The Simple Digital Library Interoperability Protocol 

The Simple Digital Library Interoperability Protocol (SDLIP; pronounced S-D-Lip) is a protocol for integrating multiple, heterogeneous information sources. It was developed jointly by Stanford University, UC Berkeley, UC Santa Barbara, the San Diego Supercomputer Center, and the California Digital Library Project. Clients use SDLIP to request searches to be performed over information sources. The result documents are returned synchronously, or they are streamed from service to client as they become available. Implementations can be constructed over HTTP or CORBA based transports. In fact, any search service can be accessible through both kinds of transports at the same time. Implementations for IETF's HTTP-based DASL protocol, and for CORBA are available.

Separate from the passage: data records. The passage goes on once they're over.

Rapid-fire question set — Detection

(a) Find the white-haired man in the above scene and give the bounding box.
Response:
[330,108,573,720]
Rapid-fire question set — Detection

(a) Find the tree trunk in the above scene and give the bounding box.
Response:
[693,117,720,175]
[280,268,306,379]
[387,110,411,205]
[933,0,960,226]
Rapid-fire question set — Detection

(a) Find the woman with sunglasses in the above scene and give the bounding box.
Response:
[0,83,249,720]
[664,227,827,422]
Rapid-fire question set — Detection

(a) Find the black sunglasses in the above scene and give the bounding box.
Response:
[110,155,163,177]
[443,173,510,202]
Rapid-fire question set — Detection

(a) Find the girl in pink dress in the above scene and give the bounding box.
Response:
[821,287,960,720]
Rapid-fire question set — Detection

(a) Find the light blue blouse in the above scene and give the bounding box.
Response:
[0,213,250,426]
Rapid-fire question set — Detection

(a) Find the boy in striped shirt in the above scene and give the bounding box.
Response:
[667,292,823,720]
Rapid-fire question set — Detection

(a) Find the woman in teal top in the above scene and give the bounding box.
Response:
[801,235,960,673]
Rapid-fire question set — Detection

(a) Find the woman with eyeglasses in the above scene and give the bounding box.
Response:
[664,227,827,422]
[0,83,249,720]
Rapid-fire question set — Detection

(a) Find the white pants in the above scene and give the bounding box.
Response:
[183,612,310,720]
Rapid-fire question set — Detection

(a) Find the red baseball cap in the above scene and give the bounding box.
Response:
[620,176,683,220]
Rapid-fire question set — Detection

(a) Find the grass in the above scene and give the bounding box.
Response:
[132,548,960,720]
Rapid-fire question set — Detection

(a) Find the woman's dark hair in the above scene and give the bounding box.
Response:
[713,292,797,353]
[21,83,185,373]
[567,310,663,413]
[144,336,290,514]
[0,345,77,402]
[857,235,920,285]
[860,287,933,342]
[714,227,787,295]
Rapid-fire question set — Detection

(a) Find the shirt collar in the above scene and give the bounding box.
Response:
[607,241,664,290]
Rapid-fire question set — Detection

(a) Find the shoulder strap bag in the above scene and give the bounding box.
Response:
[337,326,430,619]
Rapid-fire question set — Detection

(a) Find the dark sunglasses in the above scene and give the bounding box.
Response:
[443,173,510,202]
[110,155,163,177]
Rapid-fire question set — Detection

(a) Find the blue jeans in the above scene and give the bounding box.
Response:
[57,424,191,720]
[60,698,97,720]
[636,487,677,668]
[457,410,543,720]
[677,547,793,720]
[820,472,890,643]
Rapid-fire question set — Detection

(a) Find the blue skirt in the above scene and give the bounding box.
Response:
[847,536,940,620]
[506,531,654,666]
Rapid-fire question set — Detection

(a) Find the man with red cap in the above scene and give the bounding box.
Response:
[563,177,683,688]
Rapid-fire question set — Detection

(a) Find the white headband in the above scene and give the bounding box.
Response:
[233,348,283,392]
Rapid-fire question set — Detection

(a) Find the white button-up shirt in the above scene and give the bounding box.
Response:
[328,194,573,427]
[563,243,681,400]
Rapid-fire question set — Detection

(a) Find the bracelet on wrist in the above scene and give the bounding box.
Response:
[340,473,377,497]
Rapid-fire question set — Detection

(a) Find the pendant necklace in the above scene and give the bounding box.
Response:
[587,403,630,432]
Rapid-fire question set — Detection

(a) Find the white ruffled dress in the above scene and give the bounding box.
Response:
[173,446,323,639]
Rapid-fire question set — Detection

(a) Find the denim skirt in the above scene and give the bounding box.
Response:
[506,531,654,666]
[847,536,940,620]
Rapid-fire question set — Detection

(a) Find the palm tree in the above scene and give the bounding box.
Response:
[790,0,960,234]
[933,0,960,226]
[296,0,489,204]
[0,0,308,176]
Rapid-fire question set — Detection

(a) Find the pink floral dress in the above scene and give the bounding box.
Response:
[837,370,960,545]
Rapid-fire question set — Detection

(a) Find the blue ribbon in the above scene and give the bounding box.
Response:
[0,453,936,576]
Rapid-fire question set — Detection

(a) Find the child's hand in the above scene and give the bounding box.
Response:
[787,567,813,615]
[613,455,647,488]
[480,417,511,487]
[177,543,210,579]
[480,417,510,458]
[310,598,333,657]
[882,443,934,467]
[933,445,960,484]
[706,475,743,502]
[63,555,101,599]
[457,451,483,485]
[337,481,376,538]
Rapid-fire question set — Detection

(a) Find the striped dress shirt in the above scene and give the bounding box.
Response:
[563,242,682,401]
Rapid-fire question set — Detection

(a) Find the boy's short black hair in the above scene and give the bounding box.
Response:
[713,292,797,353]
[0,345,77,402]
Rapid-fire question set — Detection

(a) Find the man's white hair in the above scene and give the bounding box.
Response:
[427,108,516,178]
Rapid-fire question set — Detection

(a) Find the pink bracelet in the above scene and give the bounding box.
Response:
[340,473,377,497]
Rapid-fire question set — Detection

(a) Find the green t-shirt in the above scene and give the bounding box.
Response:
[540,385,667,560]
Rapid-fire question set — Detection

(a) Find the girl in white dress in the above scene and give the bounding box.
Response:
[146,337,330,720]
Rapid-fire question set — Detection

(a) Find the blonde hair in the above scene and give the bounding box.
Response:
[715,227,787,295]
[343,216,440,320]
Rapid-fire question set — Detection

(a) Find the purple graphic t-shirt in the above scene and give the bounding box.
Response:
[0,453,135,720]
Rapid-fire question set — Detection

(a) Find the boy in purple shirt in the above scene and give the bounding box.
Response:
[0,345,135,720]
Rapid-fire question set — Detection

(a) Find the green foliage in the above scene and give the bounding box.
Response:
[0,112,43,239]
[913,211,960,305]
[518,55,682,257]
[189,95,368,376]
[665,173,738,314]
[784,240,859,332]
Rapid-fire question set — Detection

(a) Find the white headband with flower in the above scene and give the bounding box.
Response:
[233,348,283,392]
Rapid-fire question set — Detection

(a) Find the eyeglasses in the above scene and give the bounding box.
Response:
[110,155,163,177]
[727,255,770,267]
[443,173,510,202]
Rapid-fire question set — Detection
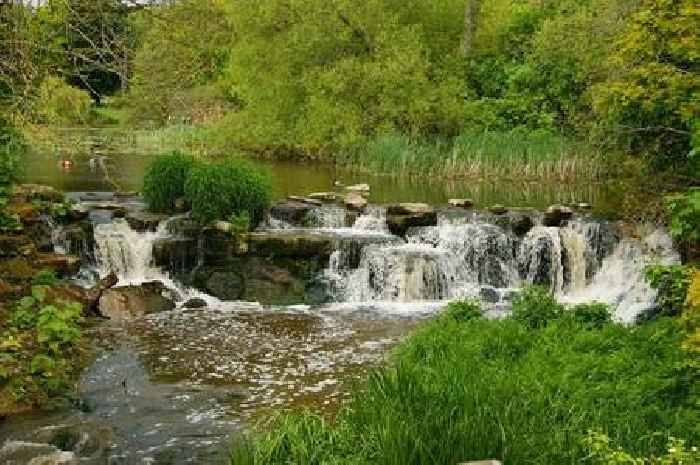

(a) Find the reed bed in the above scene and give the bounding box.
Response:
[337,132,606,181]
[230,306,699,465]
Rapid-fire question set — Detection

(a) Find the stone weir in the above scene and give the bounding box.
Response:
[31,188,678,321]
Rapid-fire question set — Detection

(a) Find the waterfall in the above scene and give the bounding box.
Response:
[95,220,169,284]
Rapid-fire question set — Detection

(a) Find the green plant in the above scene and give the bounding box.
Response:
[142,151,196,212]
[644,265,693,315]
[442,300,482,322]
[583,431,700,465]
[185,158,271,227]
[228,212,250,235]
[32,268,58,286]
[513,286,564,329]
[566,302,612,328]
[666,187,700,248]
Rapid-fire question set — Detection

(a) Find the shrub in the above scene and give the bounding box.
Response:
[513,286,564,328]
[36,76,92,124]
[231,318,698,465]
[442,300,481,322]
[568,302,612,328]
[644,265,693,315]
[185,158,271,227]
[143,151,195,212]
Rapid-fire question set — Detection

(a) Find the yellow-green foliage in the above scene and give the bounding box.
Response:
[35,76,92,125]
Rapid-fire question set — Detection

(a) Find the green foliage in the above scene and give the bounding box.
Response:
[185,158,271,227]
[513,286,564,329]
[584,431,700,465]
[36,76,92,126]
[231,312,698,465]
[142,151,195,212]
[645,265,694,315]
[666,187,700,248]
[442,300,481,322]
[228,211,250,235]
[566,302,612,328]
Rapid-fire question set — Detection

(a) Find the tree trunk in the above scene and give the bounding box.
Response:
[462,0,481,58]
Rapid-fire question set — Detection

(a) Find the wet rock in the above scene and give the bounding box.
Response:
[0,441,59,465]
[205,271,244,300]
[153,237,199,274]
[99,281,175,321]
[35,253,80,276]
[543,205,574,226]
[287,195,323,207]
[34,422,114,460]
[183,297,207,308]
[0,235,35,258]
[308,192,338,202]
[447,199,474,208]
[270,200,314,225]
[345,183,369,192]
[125,211,168,232]
[386,203,437,236]
[12,184,63,202]
[479,286,501,304]
[489,203,508,215]
[246,232,333,260]
[343,192,367,212]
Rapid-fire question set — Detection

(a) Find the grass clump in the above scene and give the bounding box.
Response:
[185,158,272,227]
[230,300,699,465]
[142,151,195,212]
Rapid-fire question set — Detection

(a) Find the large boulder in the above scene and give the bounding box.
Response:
[270,199,316,226]
[343,192,367,212]
[387,203,437,236]
[124,211,168,232]
[34,253,80,276]
[543,205,574,226]
[99,281,175,322]
[246,231,333,260]
[204,271,244,300]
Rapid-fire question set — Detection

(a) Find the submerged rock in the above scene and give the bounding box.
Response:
[543,205,574,226]
[447,199,474,208]
[125,211,168,232]
[343,192,367,212]
[386,203,437,236]
[99,281,175,321]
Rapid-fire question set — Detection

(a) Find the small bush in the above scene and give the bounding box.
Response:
[513,286,564,329]
[185,158,271,227]
[143,151,195,212]
[442,300,481,322]
[645,265,693,316]
[568,302,612,328]
[36,76,92,124]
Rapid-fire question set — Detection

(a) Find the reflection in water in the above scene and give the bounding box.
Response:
[24,136,615,211]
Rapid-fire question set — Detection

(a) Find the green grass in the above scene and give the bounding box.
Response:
[337,132,605,180]
[230,300,699,465]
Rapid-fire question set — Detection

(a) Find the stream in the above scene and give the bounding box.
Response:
[0,140,678,465]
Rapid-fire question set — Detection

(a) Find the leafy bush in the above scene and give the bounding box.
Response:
[36,76,92,125]
[231,314,698,465]
[185,158,271,227]
[32,268,58,286]
[142,151,195,212]
[513,286,564,328]
[644,265,693,315]
[567,302,612,328]
[442,300,481,321]
[666,187,700,252]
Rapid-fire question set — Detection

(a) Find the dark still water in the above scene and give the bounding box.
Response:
[24,148,620,213]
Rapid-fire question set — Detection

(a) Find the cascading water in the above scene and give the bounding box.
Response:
[95,220,169,284]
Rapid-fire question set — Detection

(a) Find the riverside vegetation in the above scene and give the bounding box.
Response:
[0,0,700,180]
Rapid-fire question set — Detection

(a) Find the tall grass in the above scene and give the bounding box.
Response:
[338,132,605,180]
[230,300,699,465]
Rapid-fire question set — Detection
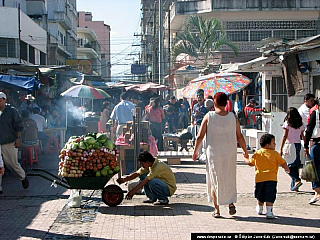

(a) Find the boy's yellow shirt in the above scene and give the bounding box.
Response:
[250,148,286,183]
[137,158,177,196]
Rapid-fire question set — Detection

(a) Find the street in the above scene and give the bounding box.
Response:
[0,152,320,240]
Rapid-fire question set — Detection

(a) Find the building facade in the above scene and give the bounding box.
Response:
[0,4,47,65]
[78,11,111,79]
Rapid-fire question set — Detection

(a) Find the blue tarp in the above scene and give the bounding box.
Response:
[0,75,40,91]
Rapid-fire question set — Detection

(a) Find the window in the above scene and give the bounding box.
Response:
[0,38,18,58]
[227,31,249,42]
[250,31,271,42]
[40,52,47,65]
[20,41,28,61]
[271,77,288,112]
[29,45,36,64]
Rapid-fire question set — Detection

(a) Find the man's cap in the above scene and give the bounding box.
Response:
[24,94,35,101]
[0,92,7,99]
[204,99,214,108]
[197,89,204,96]
[249,98,257,103]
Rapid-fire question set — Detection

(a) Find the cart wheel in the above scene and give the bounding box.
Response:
[102,185,123,207]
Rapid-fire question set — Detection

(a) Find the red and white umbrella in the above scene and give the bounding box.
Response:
[61,85,105,99]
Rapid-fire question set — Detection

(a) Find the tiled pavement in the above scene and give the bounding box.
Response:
[0,149,320,240]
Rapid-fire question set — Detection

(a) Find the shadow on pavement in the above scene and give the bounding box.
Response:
[99,203,213,216]
[234,214,320,228]
[174,172,206,184]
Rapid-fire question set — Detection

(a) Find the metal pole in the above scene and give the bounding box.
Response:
[158,0,163,84]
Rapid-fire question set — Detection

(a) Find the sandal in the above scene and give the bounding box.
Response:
[229,204,237,215]
[212,210,221,218]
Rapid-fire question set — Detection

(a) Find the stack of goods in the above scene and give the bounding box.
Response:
[122,121,150,144]
[58,133,120,178]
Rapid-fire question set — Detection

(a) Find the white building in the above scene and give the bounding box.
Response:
[0,5,47,65]
[77,28,101,76]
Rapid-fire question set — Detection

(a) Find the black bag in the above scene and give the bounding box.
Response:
[237,109,247,126]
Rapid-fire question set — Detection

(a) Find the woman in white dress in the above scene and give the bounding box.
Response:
[192,92,249,218]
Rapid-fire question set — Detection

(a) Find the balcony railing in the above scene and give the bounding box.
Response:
[49,11,72,29]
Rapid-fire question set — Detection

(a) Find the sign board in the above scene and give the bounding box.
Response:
[131,64,147,75]
[66,59,93,74]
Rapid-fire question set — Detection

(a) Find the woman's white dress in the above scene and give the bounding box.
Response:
[206,112,237,205]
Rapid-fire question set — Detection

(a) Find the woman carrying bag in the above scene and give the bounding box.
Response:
[304,103,320,204]
[280,107,304,191]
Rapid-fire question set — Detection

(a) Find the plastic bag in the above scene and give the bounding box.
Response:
[301,155,319,182]
[67,189,82,207]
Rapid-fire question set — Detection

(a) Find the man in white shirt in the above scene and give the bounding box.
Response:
[298,93,315,127]
[30,107,48,152]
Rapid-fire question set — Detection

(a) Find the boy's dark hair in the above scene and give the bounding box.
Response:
[304,93,316,101]
[138,151,155,162]
[167,106,174,113]
[260,133,276,147]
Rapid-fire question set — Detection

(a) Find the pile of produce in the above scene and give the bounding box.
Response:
[58,133,120,178]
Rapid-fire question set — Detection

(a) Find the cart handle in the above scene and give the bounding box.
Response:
[31,168,68,184]
[27,173,70,189]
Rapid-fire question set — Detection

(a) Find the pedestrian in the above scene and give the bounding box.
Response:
[244,134,290,219]
[0,92,29,194]
[192,92,249,218]
[146,97,165,151]
[117,151,177,205]
[30,108,48,148]
[304,103,320,204]
[244,98,264,128]
[298,93,315,128]
[110,92,136,139]
[280,107,305,191]
[0,145,5,175]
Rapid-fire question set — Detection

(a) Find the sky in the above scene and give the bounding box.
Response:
[77,0,141,80]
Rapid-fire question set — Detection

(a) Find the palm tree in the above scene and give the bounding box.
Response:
[172,16,238,67]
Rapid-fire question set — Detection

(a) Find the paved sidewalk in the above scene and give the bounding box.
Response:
[0,149,320,240]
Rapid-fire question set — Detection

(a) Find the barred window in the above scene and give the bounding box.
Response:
[273,30,295,40]
[297,30,317,38]
[227,31,249,42]
[250,31,272,42]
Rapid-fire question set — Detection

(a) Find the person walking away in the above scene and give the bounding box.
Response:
[100,101,110,132]
[30,108,48,152]
[0,145,5,176]
[20,94,39,112]
[280,107,305,191]
[0,92,29,194]
[244,134,290,219]
[192,92,249,218]
[192,89,209,158]
[304,104,320,204]
[117,151,177,205]
[110,92,136,139]
[298,93,315,128]
[146,97,165,151]
[244,98,264,128]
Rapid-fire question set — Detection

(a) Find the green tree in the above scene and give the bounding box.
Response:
[172,16,238,68]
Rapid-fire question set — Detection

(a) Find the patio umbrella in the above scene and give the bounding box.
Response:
[96,88,111,98]
[182,73,251,98]
[61,85,105,99]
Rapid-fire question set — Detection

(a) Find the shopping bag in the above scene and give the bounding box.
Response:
[301,154,319,182]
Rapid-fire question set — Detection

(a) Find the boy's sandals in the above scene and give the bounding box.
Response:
[229,204,237,215]
[212,210,221,218]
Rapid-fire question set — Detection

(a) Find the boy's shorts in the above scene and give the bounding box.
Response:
[254,181,277,203]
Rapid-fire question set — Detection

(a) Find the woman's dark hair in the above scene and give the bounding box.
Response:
[260,133,276,147]
[152,97,160,109]
[214,92,228,107]
[138,151,155,162]
[284,107,303,129]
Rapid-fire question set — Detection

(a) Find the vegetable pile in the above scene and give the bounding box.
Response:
[58,133,120,178]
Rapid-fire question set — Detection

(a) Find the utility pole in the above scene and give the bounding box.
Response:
[158,0,164,84]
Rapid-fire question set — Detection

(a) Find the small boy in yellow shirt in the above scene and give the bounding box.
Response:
[244,134,290,219]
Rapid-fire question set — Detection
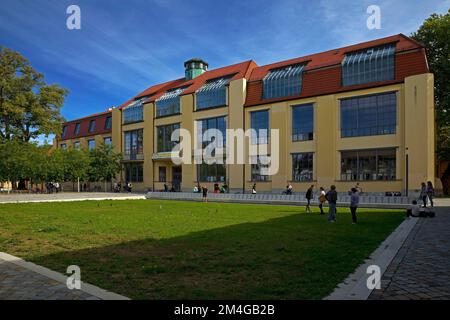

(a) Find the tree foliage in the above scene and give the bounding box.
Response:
[0,46,68,142]
[412,10,450,160]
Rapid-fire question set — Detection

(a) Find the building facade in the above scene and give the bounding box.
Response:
[58,35,437,194]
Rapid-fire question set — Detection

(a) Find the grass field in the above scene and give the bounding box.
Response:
[0,200,403,299]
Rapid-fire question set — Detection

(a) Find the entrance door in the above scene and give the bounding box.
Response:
[172,167,182,192]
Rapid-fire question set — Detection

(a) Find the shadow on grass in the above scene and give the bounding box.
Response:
[32,213,401,299]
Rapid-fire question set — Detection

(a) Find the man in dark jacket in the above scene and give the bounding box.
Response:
[325,185,337,222]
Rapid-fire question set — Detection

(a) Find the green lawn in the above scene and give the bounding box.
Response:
[0,200,403,299]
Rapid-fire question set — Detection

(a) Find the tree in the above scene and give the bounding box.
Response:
[412,10,450,192]
[0,47,68,142]
[88,144,122,192]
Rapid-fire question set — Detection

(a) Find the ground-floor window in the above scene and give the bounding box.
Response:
[292,152,314,182]
[159,167,167,182]
[251,156,270,182]
[341,148,396,181]
[197,163,227,182]
[124,163,144,182]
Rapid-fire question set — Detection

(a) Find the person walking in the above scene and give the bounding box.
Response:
[305,185,314,213]
[319,187,327,215]
[427,181,434,208]
[202,187,208,202]
[325,185,337,222]
[350,188,359,224]
[420,182,428,208]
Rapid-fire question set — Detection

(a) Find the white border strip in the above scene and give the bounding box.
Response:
[324,218,419,300]
[0,252,130,300]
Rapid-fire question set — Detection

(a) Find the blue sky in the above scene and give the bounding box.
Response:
[0,0,450,124]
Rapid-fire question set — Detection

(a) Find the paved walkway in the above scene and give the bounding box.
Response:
[0,192,145,204]
[0,252,128,300]
[369,205,450,300]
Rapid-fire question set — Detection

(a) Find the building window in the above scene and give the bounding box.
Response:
[263,64,305,99]
[61,126,67,139]
[89,120,97,133]
[251,156,270,182]
[103,137,112,146]
[341,148,396,181]
[123,99,144,124]
[124,129,144,160]
[105,117,112,130]
[195,77,230,110]
[88,139,95,150]
[155,88,186,117]
[342,44,395,86]
[197,163,227,182]
[124,163,144,182]
[292,152,314,182]
[156,123,180,152]
[250,110,269,144]
[341,92,397,138]
[159,167,167,182]
[74,123,80,136]
[292,104,314,141]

Detailed information about SDLIP is available, as well as a streaming video.

Figure 1 below shows a typical example of where SDLIP is relevant.
 
 

Figure 1: The Role of SDLIP in a Digital Library Architecture With Autonomous Sources and Wrappers

Role of SDLIP in a Digital Library

The dotted line in Figure 1 indicates a network boundary: entities on the same side of the line are assumed to be in the same address space. Note in Figure 1 that the information to be served is stored in repositories that do not (necessarily) implement SDLIP.

SDLIP wrapper in Figure 1 wraps two external sources. Through its back end, the wrapper interacts with the external services via the transport and higher-level protocols required for these services. At the front end, the wrapper supports SDLIP. Of course, an information source may itself provide SDLIP access. In that case, the client can interact directly with the source.

The basic interaction is for the client to request a search across the network. Part of the request specifies how many documents are to be returned initially, once the search will be complete. The request also specifies which portion of each document is to be returned. For example, the client might ask for authors and titles of the first 10 documents to be returned right away. The client may later request more documents of the result, or it may request additional portions of the documents already delivered.

Figure 2 shows the interfaces that define SDLIP.

SDLIP Interfaces

Figure 2: SDLIP Interfaces

The Search Interface defines operations necessary to initiate searches. The Metadata Interface allows clients to explore an information source's capabilities. The Delivery and Result Access interfaces are optional facilities for asynchronous information access.